Mali: MSF Maintains its Presence in Timbuktu
July 11, 2012
Since mid-April, an MSF team has been present in Timbuktu’s hospital. MSF is there providing medical care for the people of the city and its environs, in the midst of a region destabilized by the conflict that has enveloped the country’s north and displaced thousands in recent months.
Since the beginning of April, Timbuktu has been in the hands of Tuareg rebels and armed Islamist groups. The city is the scene of pillaging and has rapidly lost a large share of its population: two-thirds of its approximately 40,000 inhabitants have fled toward other regions of Mali or to neighboring countries. In the surrounding villages, some health centers have been pillaged. Since then, a latent tension has pervaded the city. Sporadic fighting has flared up among armed groups and, recently, sacred sites around the city have been destroyed.
“Bringing aid to this destabilized region is a challenge, but it’s also a necessity, explains Dr. Mego Terzian, MSF Emergency Desk Manager. The instability impedes the access of humanitarians, and the north of Mali remains blocked to westerners. Nonetheless, because the situation remains volatile and could deteriorate at any time, we are maintaining our presence in Timbuktu’s hospital and in the surrounding villages.”
MSF is one of the rare humanitarian organizations present in the region of Timbuktu. Five expat volunteers along with the remaining local staff are providing medical care in the city hospital’s departments of pediatrics, medicine, gynecology, and since mid-May, in the department of surgery. Like the city's inhabitants, some of the medical personnel have fled, and those who remain are not paid regularly. Sporadic fuel shortages disrupt the supply of water and electricity, which in turn impedes the hospital’s operations. Furthermore, the hospital lacks medications. As in all conflict zones, the MSF team is providing for the medical needs of the medical facility destabilized by the situation. In two months of activity, more than 300 patients have been admitted to the hospital and over 1500 consultations performed by our teams.

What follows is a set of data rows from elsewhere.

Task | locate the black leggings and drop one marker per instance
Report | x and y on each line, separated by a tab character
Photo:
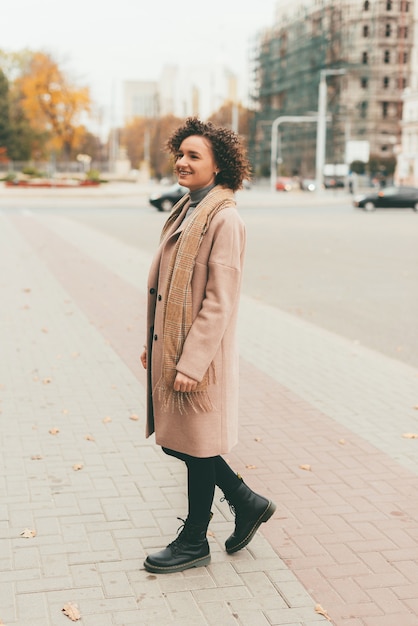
202	476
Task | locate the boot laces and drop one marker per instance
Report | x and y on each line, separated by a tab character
176	544
231	506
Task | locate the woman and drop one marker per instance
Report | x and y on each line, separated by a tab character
191	352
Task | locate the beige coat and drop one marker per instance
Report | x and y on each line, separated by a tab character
216	283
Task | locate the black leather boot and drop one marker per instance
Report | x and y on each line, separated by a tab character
250	510
190	549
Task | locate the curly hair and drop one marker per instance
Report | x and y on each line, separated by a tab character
228	150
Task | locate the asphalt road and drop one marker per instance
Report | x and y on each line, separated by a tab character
314	256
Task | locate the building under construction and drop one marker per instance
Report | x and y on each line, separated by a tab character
371	40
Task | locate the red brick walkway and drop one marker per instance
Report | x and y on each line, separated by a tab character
346	521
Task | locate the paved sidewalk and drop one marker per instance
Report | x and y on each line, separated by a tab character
321	431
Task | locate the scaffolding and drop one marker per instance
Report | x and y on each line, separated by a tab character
369	40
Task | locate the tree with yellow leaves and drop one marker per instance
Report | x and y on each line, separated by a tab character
52	104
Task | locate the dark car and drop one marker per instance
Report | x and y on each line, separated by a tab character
165	199
390	197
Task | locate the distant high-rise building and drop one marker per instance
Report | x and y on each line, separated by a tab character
141	99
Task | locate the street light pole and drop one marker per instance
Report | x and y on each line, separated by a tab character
321	129
274	136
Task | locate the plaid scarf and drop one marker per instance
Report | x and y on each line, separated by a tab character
178	303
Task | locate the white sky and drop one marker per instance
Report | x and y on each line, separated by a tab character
101	44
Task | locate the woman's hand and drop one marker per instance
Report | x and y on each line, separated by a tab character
143	358
184	383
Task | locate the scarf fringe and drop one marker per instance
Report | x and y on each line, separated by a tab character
185	402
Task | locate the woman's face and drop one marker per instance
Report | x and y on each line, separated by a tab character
195	163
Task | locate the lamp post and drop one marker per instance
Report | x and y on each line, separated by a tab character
274	131
321	129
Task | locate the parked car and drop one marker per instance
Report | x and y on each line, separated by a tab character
334	183
166	198
390	197
308	184
284	183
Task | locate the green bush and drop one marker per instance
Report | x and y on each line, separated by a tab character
9	177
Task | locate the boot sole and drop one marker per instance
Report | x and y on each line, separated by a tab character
264	517
156	569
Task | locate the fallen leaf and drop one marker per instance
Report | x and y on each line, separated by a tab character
71	611
307	468
321	611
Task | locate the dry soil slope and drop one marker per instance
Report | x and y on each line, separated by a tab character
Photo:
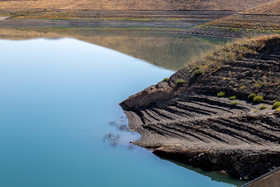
236	5
264	17
189	123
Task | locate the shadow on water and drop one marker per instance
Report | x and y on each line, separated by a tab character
121	134
122	130
215	176
165	48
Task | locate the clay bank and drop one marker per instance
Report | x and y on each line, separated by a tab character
220	113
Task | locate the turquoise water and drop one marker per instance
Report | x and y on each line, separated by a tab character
61	125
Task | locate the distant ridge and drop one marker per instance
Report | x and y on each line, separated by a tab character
236	5
265	17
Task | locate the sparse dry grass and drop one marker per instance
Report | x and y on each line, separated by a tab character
263	18
48	8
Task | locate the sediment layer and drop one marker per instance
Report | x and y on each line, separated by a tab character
187	122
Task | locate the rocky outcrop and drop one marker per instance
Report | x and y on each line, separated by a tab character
187	122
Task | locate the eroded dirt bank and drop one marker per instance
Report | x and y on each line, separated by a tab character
183	119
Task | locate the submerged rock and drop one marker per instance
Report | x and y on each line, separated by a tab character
188	122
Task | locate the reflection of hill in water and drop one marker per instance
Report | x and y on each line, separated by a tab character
168	50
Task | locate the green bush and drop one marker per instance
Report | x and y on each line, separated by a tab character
165	79
234	103
276	105
221	94
251	97
180	82
232	98
262	107
197	72
258	99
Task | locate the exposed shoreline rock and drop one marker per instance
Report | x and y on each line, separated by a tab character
190	124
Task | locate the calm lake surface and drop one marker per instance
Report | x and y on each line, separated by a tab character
61	125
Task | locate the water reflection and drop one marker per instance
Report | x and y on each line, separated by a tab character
113	139
214	175
121	134
168	48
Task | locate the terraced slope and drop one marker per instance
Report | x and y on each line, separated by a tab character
264	17
187	122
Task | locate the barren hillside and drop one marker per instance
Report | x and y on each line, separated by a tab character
236	5
264	17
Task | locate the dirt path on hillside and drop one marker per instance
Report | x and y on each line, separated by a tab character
3	18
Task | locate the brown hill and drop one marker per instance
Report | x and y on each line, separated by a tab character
236	5
264	17
184	119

In recent days, restrictions have been placed on vehicle movement within Timbuktu as well as movement out of the city. Nonetheless, MSF teams continue to provide medical care in Niafounké, Goundam, and Gourma-Rharous outside of the city, and limit medical referrals to the Timbuktu hospital. Over the past two months, over 6300 consultations have been performed. The primary diseases observed are respiratory infections, diarrhea, and skin conditions, often related to a lack of water and poor sanitary conditions.
MSF teams are also paying close attention to the nutritional situation since they have observed pockets of malnutrition in the region where malnutrition is a chronic problem, and one that becomes more critical each year at the onset of the “hunger gap” – the lean period that falls between two harvests. Nearly 800 malnourished children have already been treated. However, through its impact on the local economy, the security situation poses the risk of making the nutritional crisis in the region even worse.
MSF is also working in the country's south. Teams are providing nutritional treatment and pediatric care in five health centers and in the Koutiala hospital.